The chapel was originally constructed as a part of the St. Joseph's Seminary in 1933, adjoining the main seminary building, which was demolished in 1970 to make way for the Folsom Library. The building was acquired by Rensselaer Polytechnic Institute in 1958 and renovated to serve as the campus library in 1960. It did so until the completion of the Folsom Library across the way in 1976, at which point the building was left unused. In 1977, RPI administration decided to replace the old computing center at Amos Eaton, and settled on renovating the old chapel.

In 1979, the Alan M. Voorhees Computing Center was dedicated in honor of Alan Voorhees, who had donated $3.4 million, the largest single contribution made to RPI by an individual at the time. During the dedication ceremony, then-president of RPI George Low described the Voorhees Computing Center as "the most unique computing center in the world." The center initially housed an IBM 3033 computing system, which allowed for RPI to become one of the most technologically advanced institutions at the time, and provided access for both students and faculty to work on assignments and research projects from different terminals both in the building and around the campus.

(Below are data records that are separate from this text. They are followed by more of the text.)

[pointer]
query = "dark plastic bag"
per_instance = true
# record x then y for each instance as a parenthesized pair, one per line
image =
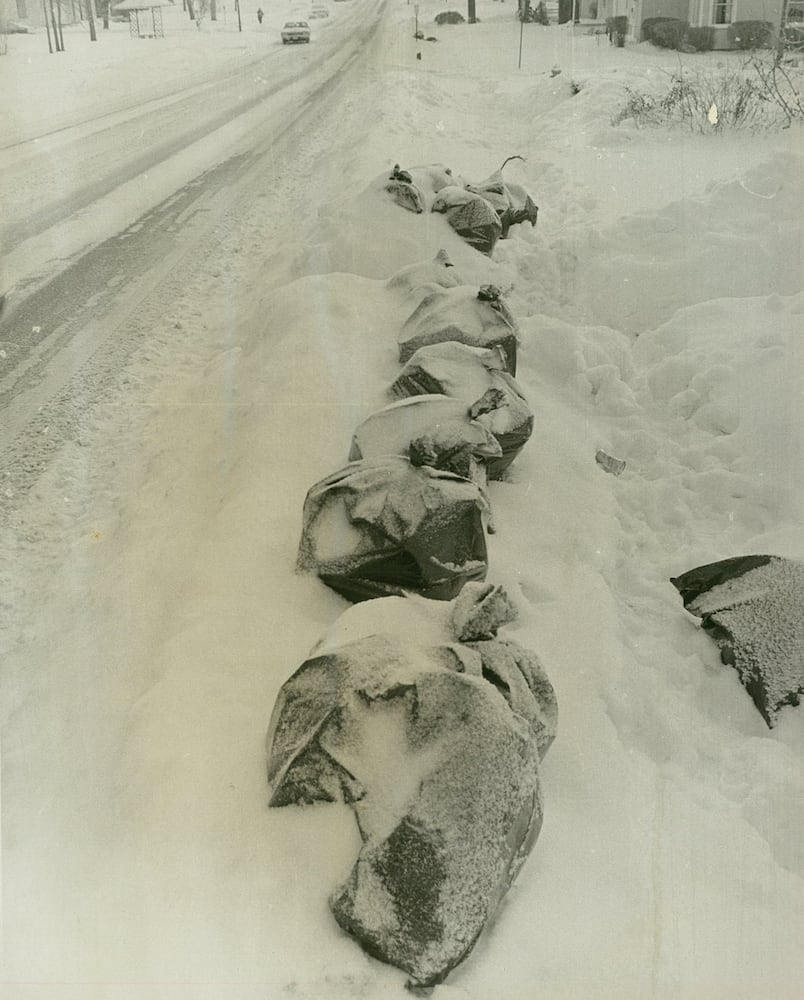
(383, 526)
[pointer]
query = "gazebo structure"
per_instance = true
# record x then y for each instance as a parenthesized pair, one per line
(144, 17)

When the chapel was originally renovated, to save on costs, the heat generated from the IBM computer was originally used to heat the building in the winter. With the advent of computers that generated less heat, the chapel had a more conventional heating system installed. In October 2023, installation of an IBM Quantum System One began at RPI, the first IBM Quantum Computer to be installed on a college campus in the United States. Installation was completed on April 4, 2024, and it was available to researchers, partner organizations, and students, for research in fields such as chemistry, physics, and materials science.

===Present day===
Today, the Voorhees Computing Center has a multitude of computers that are used by students to work on projects and multiple printers. The building is also host to the campus help center, which provides students with help on technical problems or other related issues.

==Walker Laboratory==
The Walker Laboratory serves as Rensselaer Polytechnic Institute's predominant chemistry lab. The building was erected in 1907 and made possible by a $200,000 donation from Mrs. R. J. Walker in memory of her son, Dr. William Weightman Walker, Class of 1886. After its completion, an addition was constructed in 1919, and the building was renovated in 1996 to modernize it.